DeepSeek AI has launched DeepSeekMath-V2, an open weights large language model optimized for natural language theorem proving with self-verification. Built on DeepSeek-V3.2-Exp-Base, this model comprises a 685B parameter mixture of experts, making it available for deployment under an Apache 2.0 license on Hugging Face.

Evaluation Highlights

DeepSeekMath-V2 scored 118 out of 120 points on Putnam 2024, achieving gold level scores on IMO 2025 and CMO 2024 using scaled test time compute.

Addressing Final Answer Limitations

Most math models utilize reinforcement learning to reward only the final answer. However, DeepSeek's team identified crucial issues with this approach:

Correct numeric answers can stem from flawed reasoning.
Problems like olympiad proofs demand complete arguments, rather than singular numeric solutions.

DeepSeekMath-V2 emphasizes proof quality over mere answer accuracy. The model assesses proof completeness and logical coherence as its primary learning signals.

Verifier-First Training Approach

The system begins with a verifier-first design. The research team trains a language model verifier that assesses the problem and proposed proof, providing both analysis and a score on a scale of 1.

Initial reinforcement learning data originates from Art of Problem Solving contests, encompassing 17,503 proof-required problems. Human experts label proofs according to established criteria, ensuring rigor and completeness.

Introducing the Meta Verifier

To prevent exploitation of the verification process, a meta verifier was incorporated. This verifies the original problem and the verifier's analysis, scoring the faithfulness and consistency of the evaluation.
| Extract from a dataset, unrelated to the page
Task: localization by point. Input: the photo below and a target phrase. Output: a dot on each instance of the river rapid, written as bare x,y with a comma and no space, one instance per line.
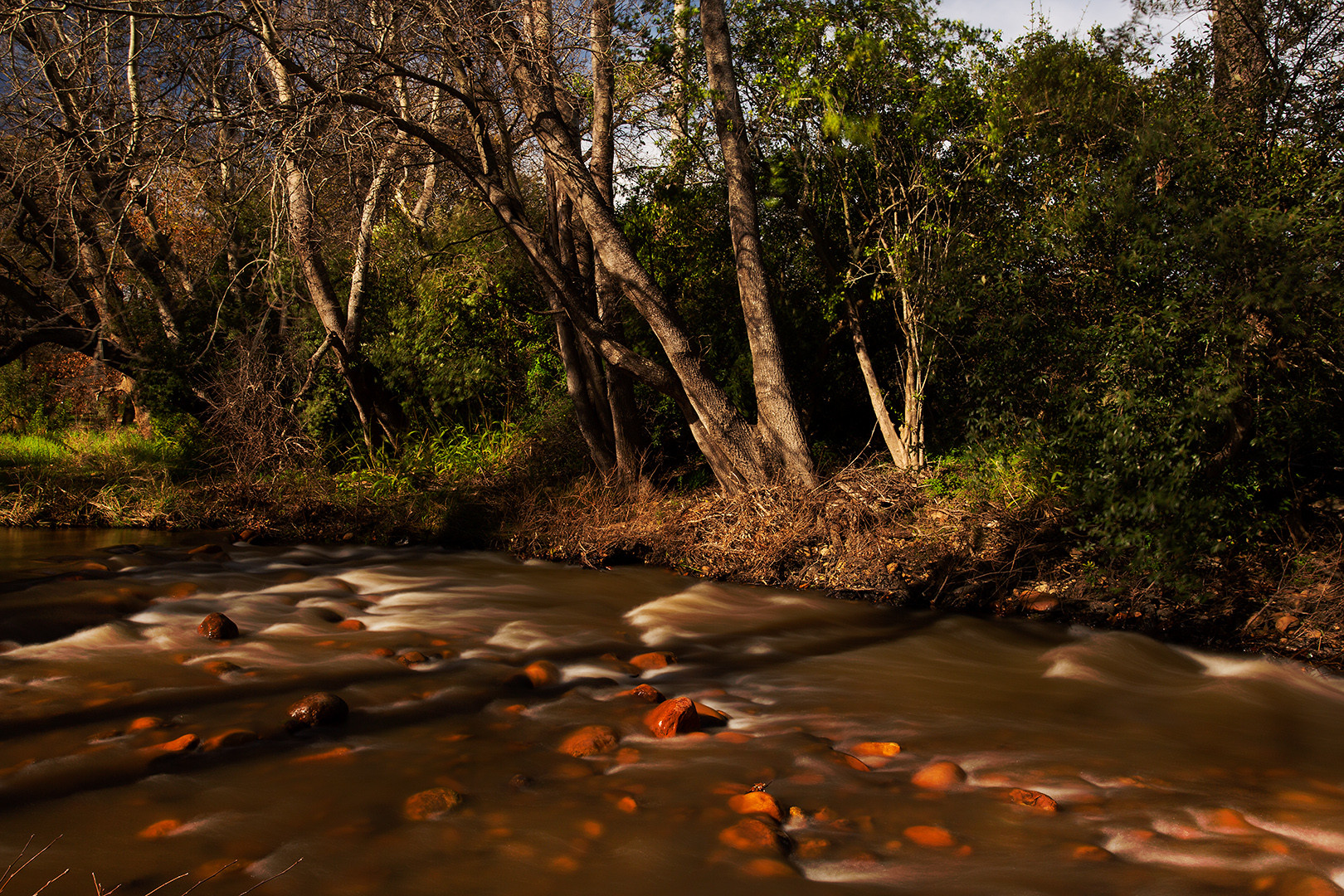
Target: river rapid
835,747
Enhanced training with GRPO enables the meta verifier to elevate average quality ratings significantly.

Self Verifying Proof Generation

After strengthening the verifier, the team trains a proof generator that produces solutions along with self-analysis, rewarding performance based on several criteria, including agreement with the verifier's assessment.

Scaling Verification with Auto Labeling

To streamline the labeling process of high-quality problems, an automatic labeling pipeline is developed, leveraging scaled verification methods that validate candidate proofs based on multiple independent analyses.
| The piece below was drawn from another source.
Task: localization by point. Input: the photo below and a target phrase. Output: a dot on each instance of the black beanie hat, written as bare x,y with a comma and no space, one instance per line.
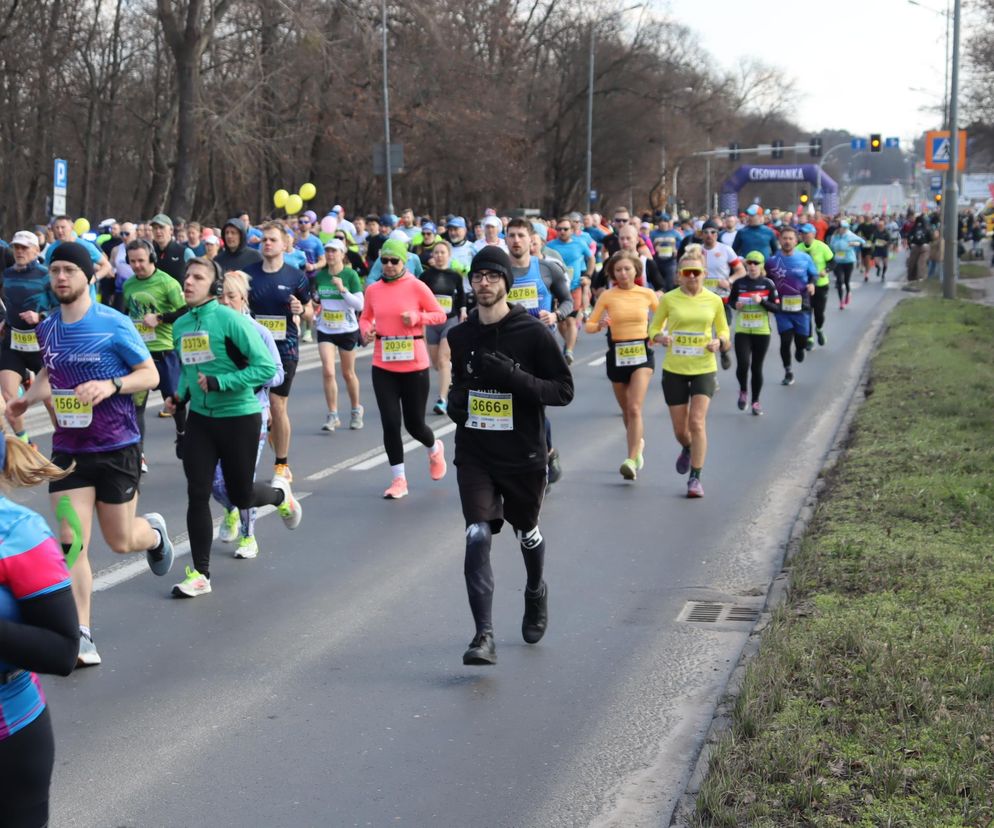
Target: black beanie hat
76,254
493,258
Competition Performance Insights

On various competitive fronts, DeepSeekMath-V2 consistently surpasses benchmarks:

It solved 5 of 6 IMO 2025 problems at a gold medal level.
It achieved 4 full solutions and partial credit on CMO 2024.
Record score of 118 out of 120 on Putnam 2024, outshining the best human score of 90.

Summary of Innovations

The 685B parameter model emphasizes both self verification and proof quality, deployed as open weights.
Its novel framework combines a verifier and meta verifier to highlight logical integrity over mere correctness.
This methodology allows DeepSeekMath-V2 to excel in math competitions, solidifying its position as a leading model in math problem solving.

DeepSeekMath-V2

Editorial Perspective

DeepSeekMath-V2 marks a pivotal progression in self-verifiable mathematical reasoning, bridging the gap between correct answers and sound logic. Its deployment showcases a practical approach to tackling high-level competition problems.